Solved: Enabling SSO using an existing DUO Authentication Proxy

stevenspray1 · ‎01-06-2022

Hi!

As per subject really. We are already using a DUO Authentication Proxy instance on our of our domain controllers for Cisco VPN logins. We now want to enable SSO on Microsfot 365 and this also requires the use of a DUO Authentication Proxy instance. Do we need to install another DAP on the same server, or can we use the existing one?

Appreciate any help!

jamieis · ‎01-10-2022

Hi @fnanfne,

If you follow the steps under Connect Authentication Proxy to Duo Single Sign-On located at Duo Single Sign-On | Duo Security you can configure an existing Duo Authentication Proxy to Duo Single Sign-On.

It mostly consists of creating a new authproxy under the Active Directory Authentication Source you created in the Duo Admin Panel, copying some information into the authproxy.cfg file and then running a command that is provided.

View solution in original post

jamieis · ‎01-06-2022

Hey @fnanfne,

You can use the existing authentication proxy, you’ll just need to make sure it is up to date.

For Duo SSO we do recommend you run multiple authentication proxies in production so that if one does go down your users can still authenticate.

rdstoknes · ‎01-06-2022

Are you sure about this??

Duo Auth Proxy is an internal-only service for services like VPN authentication with Duo MFA, whereas Microsoft 365 requires a public-facing Duo Access Gateway (DAG) to be able to do MFA for logins.

At least we had to use one (already had a DAG in place since it is also used for user provisioning of Duo for VPN access etc) when we set up MFA Conditional Access Policies within M365. All Microsoft and Duo documentation also refers to this.

Brgds,
Rune

jamieis · ‎01-07-2022

Hi @RuneS,

Sorry, I had assumed based on the fact that you were trying to use the Duo Authentication Proxy I thought you were trying to protect Microsoft 365 using Duo Single Sign-On which is Duo’s newer cloud-hosted SAML IdP.

It sounds like you’re using the Duo Access Gateway, Duo’s on-premises SAML IdP which does not utilize the authentication proxy at all. You can see documentation for setting up Microsoft 365 for the Duo Access Gateway here.

I would recommend looking at using Duo SSO (cloud-hosted) because the newer service uses some different communication protocols to better integrate with Microsoft 365 and Windows services.

stevenspray1 · ‎01-07-2022

Hey all thanks a bunch for the replies!

I am a bit confused over the offerings now.
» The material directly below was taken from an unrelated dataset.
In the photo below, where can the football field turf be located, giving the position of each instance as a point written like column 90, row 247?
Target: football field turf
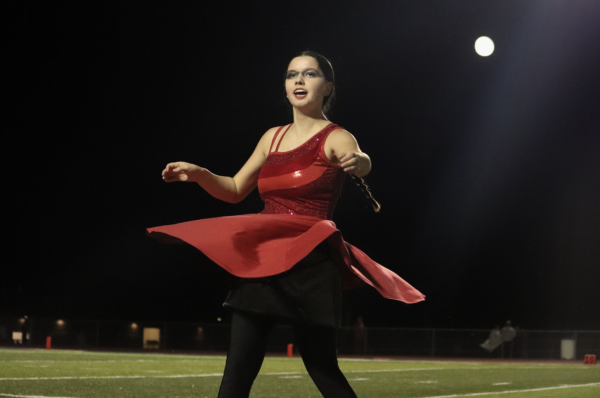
column 36, row 373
I read a DAG is for self-hosted SSO. We do not want to host this ourselves and so would want to opt for “2FA with SSO hosted by Duo” for protecting our Office 365.

The documentation I read suggests we need to configure a DAP. We already have a DAP configured and in place for Cisco ASA SSL VPN, and so I was hoping we could use this existing DAP also for the Office 365.

Jamie noted thanks, I will submit a CC to add DAP to a second/third server.

stevenspray1 · ‎01-10-2022

So, how do I use an existing DAP? Under protect an application, I will choose “Microsoft 365 - 2FA with SSO hosted by DUO”.

I’m then asked for configuring a DAP. How can I select our existing one? I can’t seem to find that option.

jamieis · ‎01-10-2022

Hi @fnanfne,

If you follow the steps under Connect Authentication Proxy to Duo Single Sign-On located at Duo Single Sign-On | Duo Security you can configure an existing Duo Authentication Proxy to Duo Single Sign-On.

It mostly consists of creating a new authproxy under the Active Directory Authentication Source you created in the Duo Admin Panel, copying some information into the authproxy.cfg file and then running a command that is provided.

stevenspray1 · ‎01-12-2022

Hi @jamie,

That is the exact information and confirmation I was looking for!

Thank you so much for pointing me in the right direction, much appreciated.